You have an ingeniously creative approach there, Entmu... I'd love to hear more.

Thanks,
larrywojo
 

Entmu

New Member
Re: A serious ARV related question for the mathema

Sure Wedge, anything for you buddy. :)

For example, you flip a coin and want to know beforehand whether the outcome will be heads or tails.

The feedback times will be 9:00 p.m. and 9:05p.m. tomorrow.
You will perform two viewings of what you will see during each of those two feedback times. At 9:00p.m. you will see the picture corresponding to the winning outcome. And, at 9:05 p.m., you will view the picture corresponding to the losing outcome.

Take the drawings that you have made for the winning and losing outcomes and compare them to the pictures that correspond to those outcomes.
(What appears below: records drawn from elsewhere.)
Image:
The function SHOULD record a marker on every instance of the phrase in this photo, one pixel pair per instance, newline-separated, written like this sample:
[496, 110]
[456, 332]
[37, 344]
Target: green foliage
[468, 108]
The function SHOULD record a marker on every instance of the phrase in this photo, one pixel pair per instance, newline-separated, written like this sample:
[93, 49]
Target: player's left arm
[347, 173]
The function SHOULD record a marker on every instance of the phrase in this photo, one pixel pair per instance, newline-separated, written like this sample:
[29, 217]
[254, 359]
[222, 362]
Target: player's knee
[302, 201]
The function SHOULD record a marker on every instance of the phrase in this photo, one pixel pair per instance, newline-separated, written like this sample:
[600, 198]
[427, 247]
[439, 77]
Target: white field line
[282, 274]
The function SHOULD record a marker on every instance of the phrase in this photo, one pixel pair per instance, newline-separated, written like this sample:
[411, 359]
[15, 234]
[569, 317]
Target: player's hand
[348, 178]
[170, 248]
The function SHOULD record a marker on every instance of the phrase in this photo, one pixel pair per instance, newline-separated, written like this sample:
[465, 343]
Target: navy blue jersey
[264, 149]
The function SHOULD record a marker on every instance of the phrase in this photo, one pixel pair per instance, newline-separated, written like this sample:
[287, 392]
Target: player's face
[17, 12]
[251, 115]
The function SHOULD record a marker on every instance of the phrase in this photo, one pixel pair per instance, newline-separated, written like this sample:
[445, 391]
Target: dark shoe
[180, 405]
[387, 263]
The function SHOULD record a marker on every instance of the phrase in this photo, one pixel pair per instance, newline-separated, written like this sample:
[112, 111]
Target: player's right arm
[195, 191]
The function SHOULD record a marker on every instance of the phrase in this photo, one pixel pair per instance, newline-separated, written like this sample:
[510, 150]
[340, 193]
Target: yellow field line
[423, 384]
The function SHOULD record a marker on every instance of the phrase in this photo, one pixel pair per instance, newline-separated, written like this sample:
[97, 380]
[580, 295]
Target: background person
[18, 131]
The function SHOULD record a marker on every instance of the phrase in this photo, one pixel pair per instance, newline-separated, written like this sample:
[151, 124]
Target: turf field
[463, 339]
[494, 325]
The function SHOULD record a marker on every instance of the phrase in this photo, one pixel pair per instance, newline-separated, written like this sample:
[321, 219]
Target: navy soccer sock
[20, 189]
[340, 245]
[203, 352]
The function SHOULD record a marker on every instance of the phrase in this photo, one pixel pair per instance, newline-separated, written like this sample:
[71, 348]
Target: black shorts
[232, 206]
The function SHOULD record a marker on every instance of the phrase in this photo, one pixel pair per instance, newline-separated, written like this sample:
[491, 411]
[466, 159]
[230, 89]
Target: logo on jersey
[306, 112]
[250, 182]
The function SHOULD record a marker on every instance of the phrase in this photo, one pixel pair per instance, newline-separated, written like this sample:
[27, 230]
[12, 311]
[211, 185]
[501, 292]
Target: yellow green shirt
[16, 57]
You may find that with this method your accuracy may increase substantially. Often I find that if I just view the winning outcome by itself, or the losing outcome by itself, it doesn't work so well. Viewing one by itself and having one drawing, that drawing may have elements of both outcome pictures. Having two drawings will increase accuracy if one picture resembles the drawing much more so than the other drawing. It works way better than making multiple viewings of the same picture. It adds a sort of complementary information for a complementary and binary outcome. It solves the problem of incorrectly viewing the wrong target. Such as in cases where the viewer is never allowed to see the losing target, but may make drawings similar to it. That or the problem that may come about by self-judging...

This method is not to view the losing picture alone. And this method will also work for a triple outcome event, or more, but keep it around 2-3 outcomes. E.g. will the next card from a standard poker deck come out with a value of Ace to 4, 5 to 9, or 10 to King? Three outcomes. Three Pictures, A, B, C. Requires three separate viewings. If the winning outcome is a King, you will view picture C, then another time, A, then B. The order doesn't matter, as long as you know which viewing time corresponds to which outcome.

10:00p Losing outcome
10:04p Winning outcome
10:08p Losing outcome

You can have an assistant tag the outcomes with the pictures randomly as well to avoid extraneous analysis.
Use a coin flip.

Flip a coin, it comes out heads. Heads means picture A, so put A at 10:00p. Next, flip the coin again, Heads =B, Tails =C. It comes out tails, so put picture C at 10:04p.

I've always thought outside the box ever since the accident. I was never like this before. I grew up in a stringent environment, never allowed to think outside of rules and regulations. Things always had to be done in one way. I hope you will all benefit from this method. And may you have high profits and awesome returns.
 

Entmu

New Member
Re: A serious ARV related question for the mathema

And if someone wants to, please pass this info onto Greg K. It might get him interested enough in remote viewing again. That would be great.
 

larrywojo

New Member
Re: A serious ARV related question for the mathema

Outstanding, Entmu!

You pointed out the obvious, and did so quite creatively!

It's amazing that we all overlooked the inherent fallacy of a "binary" outcome... each and every target has an opposite, complementary outcome - the "failure".

Man... I can hear the ol' brain gears clicking as I write.